Von Michael Stabenow

An Würdigungen des im Alter von 98 Jahren verstorbenen früheren EU-Kommissionspräsidenten Jacques Delors mangelt es dieser Tage nicht. „Jacques Delors war ein Visionär, der Europa stärker gemacht hat. Seine Arbeit hat tiefgreifende Auswirkungen auf das Leben von Generationen Europäer, einschließlich meiner eigenen“, erklärte beispielsweise die derzeitige Amtsinhaberin Ursula von der Leyen.
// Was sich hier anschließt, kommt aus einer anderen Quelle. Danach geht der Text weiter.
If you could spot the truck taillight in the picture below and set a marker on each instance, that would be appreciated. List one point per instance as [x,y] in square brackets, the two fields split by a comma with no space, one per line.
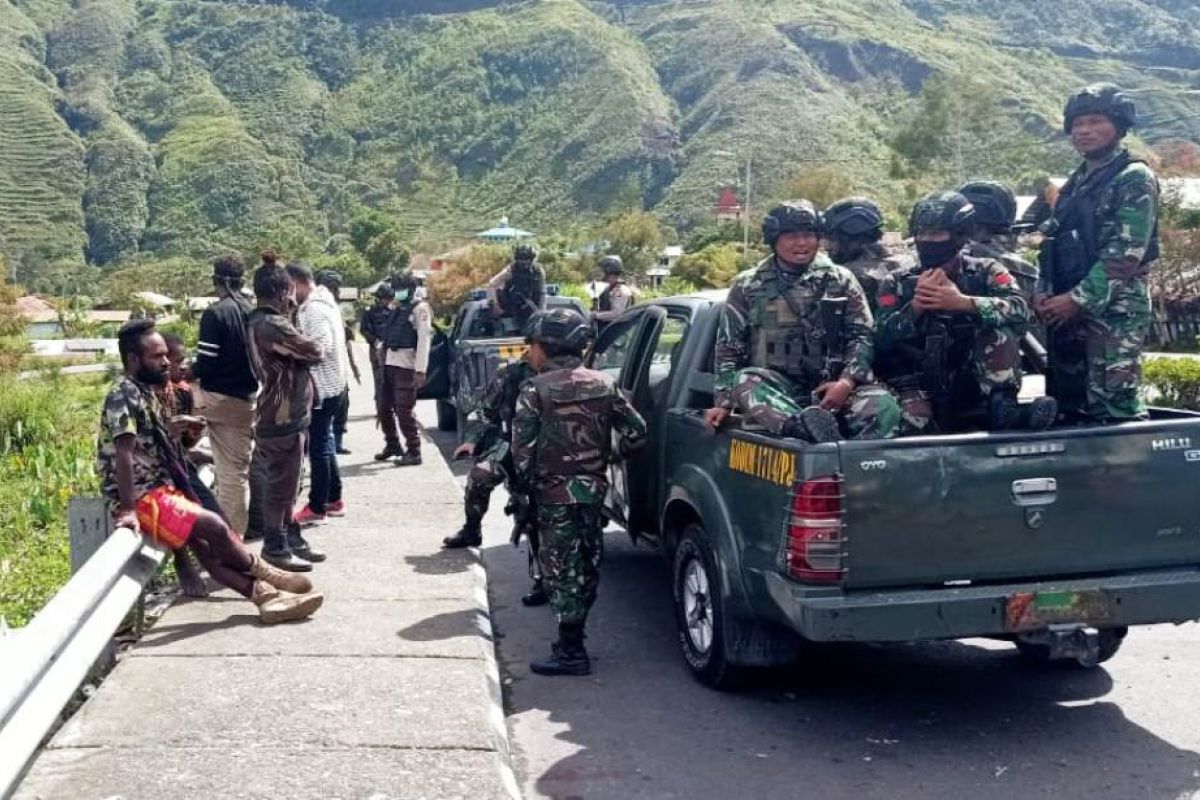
[815,542]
Die Verdienste des französischen Sozialdemokraten, der ein Jahrzehnt lang, von 1985 bis 1995, an der Spitze der Europäischen Kommission stand, sind unbestritten. Unter seiner zielstrebigen Führung gelang es, die damalige Europäische Gemeinschaft aus der sogenannten Eurosklerose herauszuführen, das Projekt des schrankenlosen europäischen Binnenmarkts voranzutreiben sowie anschließend den Blick die Ende 1991 in Maastricht beschlossene Währungsunion zu richten.

Aus deutscher Sicht nicht zu unterschätzen ist der Beitrag, den Delors nach dem Fall der Berliner Mauer am 9. November 1989 zur deutschen Wiedervereinigung geleistet hat. Im Zusammenspiel mit dem damaligen Bundeskanzler Helmut Kohl und dem französischen Staatspräsidenten François  Mitterrand hat er geholfen, die – nicht immer rational begründeten – Sorgen vor einer übermächtigen Rolle Deutschlands in Europa zu nehmen.
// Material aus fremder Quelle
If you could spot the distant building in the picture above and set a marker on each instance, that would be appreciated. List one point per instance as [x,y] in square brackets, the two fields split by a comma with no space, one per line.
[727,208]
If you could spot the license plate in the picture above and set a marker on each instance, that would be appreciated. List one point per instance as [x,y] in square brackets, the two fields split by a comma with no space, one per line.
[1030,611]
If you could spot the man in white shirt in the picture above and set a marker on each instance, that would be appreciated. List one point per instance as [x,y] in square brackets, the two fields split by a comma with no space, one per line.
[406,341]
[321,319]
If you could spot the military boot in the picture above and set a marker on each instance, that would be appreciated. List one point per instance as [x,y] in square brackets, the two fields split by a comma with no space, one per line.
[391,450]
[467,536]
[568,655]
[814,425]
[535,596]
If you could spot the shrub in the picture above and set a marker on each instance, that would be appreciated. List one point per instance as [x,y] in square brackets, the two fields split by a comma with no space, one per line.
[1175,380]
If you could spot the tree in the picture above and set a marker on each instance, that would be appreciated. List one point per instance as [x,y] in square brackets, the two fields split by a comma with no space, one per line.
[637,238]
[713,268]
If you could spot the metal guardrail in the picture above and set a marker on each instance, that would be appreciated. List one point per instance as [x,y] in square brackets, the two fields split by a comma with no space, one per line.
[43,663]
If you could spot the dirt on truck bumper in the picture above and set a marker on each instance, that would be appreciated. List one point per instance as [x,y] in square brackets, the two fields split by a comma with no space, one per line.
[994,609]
Das Erfolgsgeheimnis: Die „Delors-Methode“

Ich habe das Jahrzehnt der von Delors geführten Kommission als Brüssel-Korrespondent aus nächster Nähe, soweit das für Journalisten möglich ist, erlebt. In Erinnerung bleibt mir vor allem das, was als „Delors-Methode“ bezeichnet wird. Der einstige christliche Gewerkschafter war kein begnadeter Redner, seine Stimme klang zuweilen monoton, und er wirkte, zumindest bei öffentlichen Auftritten, recht unnahbar. Aber den inhaltlichen Botschaften mangelte es selten an Klarheit.

Meine erste Erinnerung an Jacques Delors reicht in den März 1983 zurück. Damals war er als französischer Finanzminister zu einer eilends einberufenen Sitzung zur Anpassung der Wechselkurse nach Brüssel gekommen. Dass die Verhandlungen mit dem damaligen deutschen Finanzminister Gerhard Stoltenberg zunächst alles andere als harmonisch verlaufen waren, bewies ein nächtlicher Wutausbruch des Franzosen vor dem Sitzungsgebäude in der Brüsseler Rue Froissart.

Kurz vor Beginn des darauffolgenden Gipfeltreffens der Staats-und Regierungschefs konnten die Wogen doch noch geglättet und eine Verständigung über die Neuordnung der Wechselkurse erreicht werden. Dies offenbarte eine Eigenschaft, die auch den späteren Kommissionspräsidenten Delors auszeichnen sollte: Prinzipientreue, aber mit Kompromissbereitschaft.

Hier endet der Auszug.